And here is the first Peep Beep! post:
The Snowden revelations have transformed the word “metadata” into a buzzword. The question that many are asking these days is who can collect and retain metadata. Can law enforcement agencies and intelligence services collect and retain metadata at their will? Can Internet access providers do what they want with metadata? Interestingly, the UK government has just acknowledged for the first time that its intelligence services have been accessing both metadata and the content of communications actually collected in bulk by other foreign intelligence agencies such as the NSA without a warrant and have been retaining the data for about 2 years [Peep Beep!]. But before determining what public or private actors can do with metadata it would be good to have a start of an understanding of what relating legal concepts cover. This is the very purpose of this post [a longer co-authored article is on file with the author who would be very happy to distribute it on request].
Looking at the rules comprising the legal framework, the word “metadata” is nowhere to be found. What one finds at least under UK law are the words communications data, traffic data, data relating to the use of a service (what is called ‘service use information’ by the 2010 Code of practice for the acquisition and disclosure of communications data).
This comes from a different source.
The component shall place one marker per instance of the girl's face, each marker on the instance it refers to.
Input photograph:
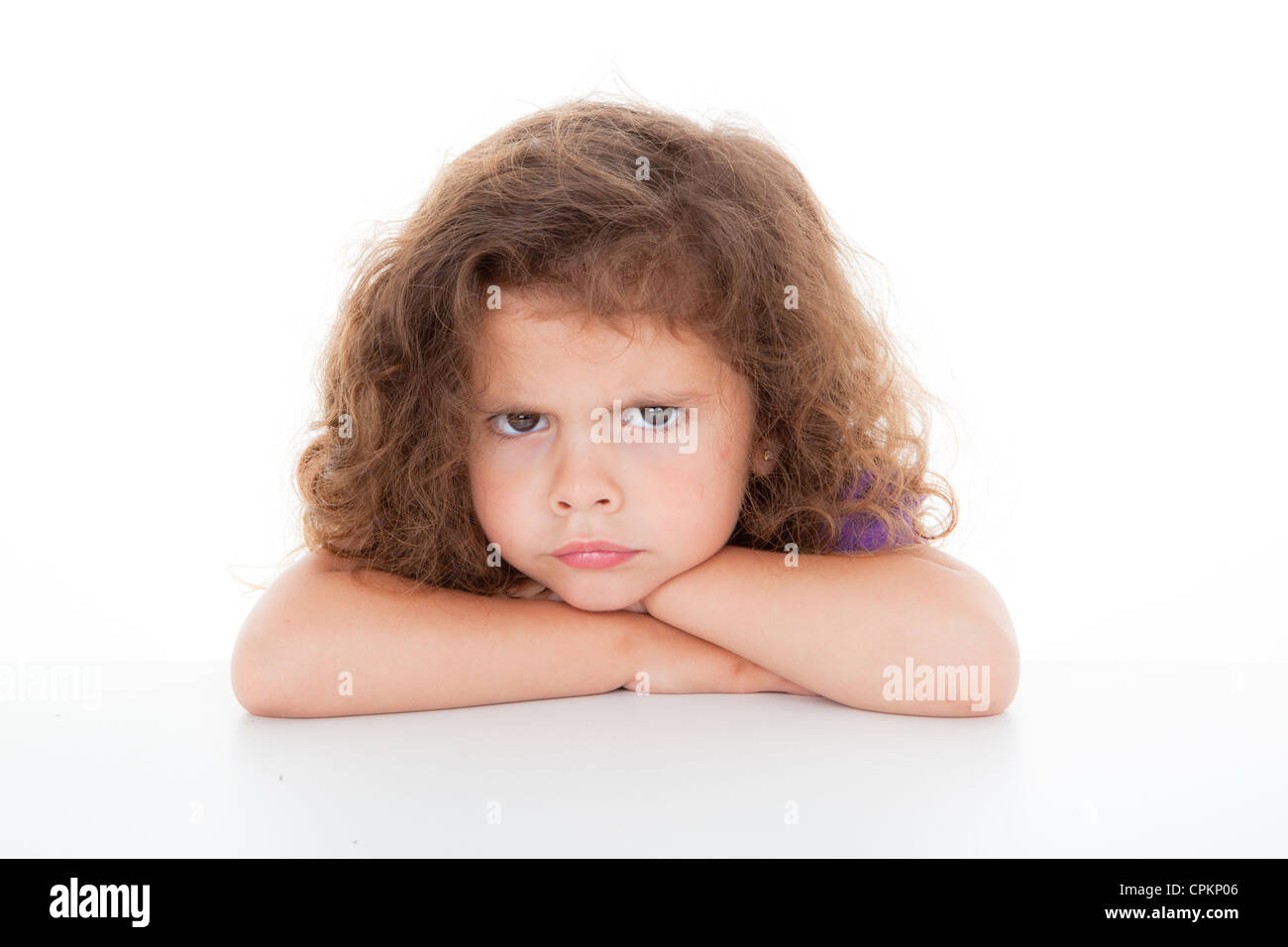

Technically speaking [thanks to Tim Chown at the University of Southampton for his explanations] there are at least two types of metadata: network-level metadata and application-level metadata. Network-level metadata comprise the ‘who, what, when and where’ of network traffic, specifically which devices are communicating (by IP address), port numbers (which give a hint to which applications are involved), the packet count, data volume and duration of such a flow.
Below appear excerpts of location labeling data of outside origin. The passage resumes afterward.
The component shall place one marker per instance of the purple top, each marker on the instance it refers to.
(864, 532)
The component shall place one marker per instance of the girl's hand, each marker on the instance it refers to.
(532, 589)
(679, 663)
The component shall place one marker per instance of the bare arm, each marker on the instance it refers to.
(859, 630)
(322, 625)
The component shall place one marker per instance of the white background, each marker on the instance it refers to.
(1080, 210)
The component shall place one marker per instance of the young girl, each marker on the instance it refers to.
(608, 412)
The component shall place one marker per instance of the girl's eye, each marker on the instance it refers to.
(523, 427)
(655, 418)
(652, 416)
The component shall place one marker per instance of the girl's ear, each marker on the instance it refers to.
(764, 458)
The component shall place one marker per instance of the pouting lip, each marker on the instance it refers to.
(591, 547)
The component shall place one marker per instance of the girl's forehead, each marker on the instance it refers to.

Application-level metadata is to be found in the payload of packets and cover e.g. for an email the sender and receiver email addresses, and a subject line; or for a web request, the website or domain name being accessed and a fortiori the specific file name or image being requested from the server.
Application-level metadata thus cover much greater specifics about the communication. Importantly, the collection of application-level metadata by Internet service providers (ISPs) require the implementation of deep packet inspection technologies, i.e. the peeping into the content of communications [Peep Beep!].
As a result, although the drafters of the Acquisition of data Code of practice seem to confuse two distinct concepts (traffic data and ‘service use information’) while adopting a broad understanding of traffic data (since they appear to comprise domain names), traffic data within the meaning of section 21 of the Regulation of Investigatory Powers Act 2000 (RIPA) should not include application-level metadata (by definition traffic data excludes the content of communications). This means that ISPs should not be asked to implement deep packet inspections to collect so called traffic data. [Well this is exactly what the Draft Communications Data Bill of 2012 wanted to achieve by the way!].
It is true that one way of circumventing the prohibition to collect application-level metadata by ISPs is to ask over-the-top service providers (an ISP providing a webmail service acts as an over-the-top service provider) to give away their logs, i.e. service use information. However up until now most over-the-top service providers were not under any data retention obligations. Only Internet access providers had to retain service use information and service use information was defined restrictively: it did not cover (this is very important) browsed information or lists of Facebook friends or Twitter followers.
Unfortunately the newly adopted Data Retention and Investigatory Powers Act 2014 may change the scene by enlarging the category of service providers concerned by data retention obligations. Section 21(4) of RIPA has been amended to include services which consist in or include “facilitating the creation, management or storage of communications transmitted, or that may be transmitted, by means of such a system”. Reading the notes referring to the Data Retention and Investigatory Powers Bill it seems that the intention was to make sure services “such as webmail” [what does ‘such as’ really mean?] were included within the definition.
Not to be misleading, the systematic collection and retention of traffic data (i.e. network-level metadata) is problematic and should require adequate legal safeguards [Peep Beep!]. It is certainly arguable whether Chap 2 of Part I of RIPA offers such safeguards. But what should be clear now is that even though the procedure for authorising the acquisition of communications data is light-touch (so to speak) not everything is communications data and certainly not application-level metadata.